Kinder mit desorganisiertem Bindungsverhalten zeigen kein durchgehendes Verhaltensmuster. Es kann beobachtet werden, dass desorganisiert gebundene Kinder plötzlich erstarren sich rückwärts der Bezugsperson annähern, das Gesicht verdecken, wenn sich die Bezugsperson nähert oder Nähe bei fremden Personen suchen. Es wird sichtbar, dass diese Kinder keine klaren Strategien haben, um sich zu schützen. Häufig haben diese Kinder erfahren, dass von der Bezugsperson selbst Gefahr ausgeht.[1]

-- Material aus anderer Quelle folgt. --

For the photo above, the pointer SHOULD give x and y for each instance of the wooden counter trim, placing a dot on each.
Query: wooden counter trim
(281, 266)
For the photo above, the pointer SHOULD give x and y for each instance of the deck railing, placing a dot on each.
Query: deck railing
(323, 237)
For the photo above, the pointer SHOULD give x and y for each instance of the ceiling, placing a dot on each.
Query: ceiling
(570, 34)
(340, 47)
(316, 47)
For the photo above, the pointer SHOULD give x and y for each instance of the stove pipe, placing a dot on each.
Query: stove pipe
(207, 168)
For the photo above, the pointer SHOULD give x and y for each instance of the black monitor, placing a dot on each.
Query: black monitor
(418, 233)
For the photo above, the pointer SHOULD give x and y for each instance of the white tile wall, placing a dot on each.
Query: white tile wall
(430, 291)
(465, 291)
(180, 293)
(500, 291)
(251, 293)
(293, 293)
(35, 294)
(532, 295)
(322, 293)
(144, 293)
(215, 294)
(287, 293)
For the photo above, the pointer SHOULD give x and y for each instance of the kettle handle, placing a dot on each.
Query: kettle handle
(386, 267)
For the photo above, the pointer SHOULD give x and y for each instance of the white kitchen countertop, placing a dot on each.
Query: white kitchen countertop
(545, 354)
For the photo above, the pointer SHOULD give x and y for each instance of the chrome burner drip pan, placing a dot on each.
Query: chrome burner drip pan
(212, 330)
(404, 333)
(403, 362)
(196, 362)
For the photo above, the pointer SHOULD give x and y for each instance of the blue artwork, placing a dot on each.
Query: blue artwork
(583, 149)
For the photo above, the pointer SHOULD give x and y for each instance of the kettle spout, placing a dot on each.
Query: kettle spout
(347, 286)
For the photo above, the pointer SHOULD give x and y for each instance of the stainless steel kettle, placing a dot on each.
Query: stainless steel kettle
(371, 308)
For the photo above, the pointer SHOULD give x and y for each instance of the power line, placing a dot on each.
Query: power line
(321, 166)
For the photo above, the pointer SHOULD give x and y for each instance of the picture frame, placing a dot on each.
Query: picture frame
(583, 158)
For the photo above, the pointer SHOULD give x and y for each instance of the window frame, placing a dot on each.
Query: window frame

Desorganisiert gebundenen Kindern gegenüber ist es wichtig, immer wieder Beziehungsangebote zu machen und die Zuwendung zu diesen Kindern in vielen kleinen Gesten auszudrücken. Auch auf Zurückweisung von Kindern sollten Bindungspersonen immer wieder liebevoll reagieren und ganz bewusst nicht mit Belohnung und Bestrafung arbeiten. Wichtig ist es, Kindern mit desorganisiertem Bindungsmuster nachvollziehbare Grenzen zu setzen. Wenn sie z.B. etwas von anderen Kindern zerstört haben, brauchen sie Hilfe bei der Wiedergutmachung.

Besonders zentral ist, das mitunter herausfordernde Verhalten des Kindes zu kommentieren, nicht aber das Kind als Mensch an sich. Insbesondere für diesen Bindungstyp kann eine Ursache in der „Traumatisierung der zweiten Generation“ liegen. Das bedeutet, dass Eltern hilflos und bedrohlich auf Verhalten ihrer Kinder reagieren, das sie selbst einmal als Kind gezeigt haben und dafür bestraft wurden. Bei Kindern mit desorganisiertem Bindungsverhalten ist das Risiko einer psychopathologischen Entwicklung des Kindes erhöht. Oft zeigen sie sich ab dem Jugendalter aggressiv oder dissoziativ.[2]

[1] Vgl. Nowacki, Katja; Remiorz, Silke (2018): Bindung bei Pflegekindern. Bedeutung, Entwicklung und Förderung. Stuttgart: Kohlhammer, S. 83.

[2] Vgl. Nowacki, Katja; Remiorz, Silke (2018): Bindung bei Pflegekindern. Bedeutung, Entwicklung und Förderung. Stuttgart: Kohlhammer, S. 83.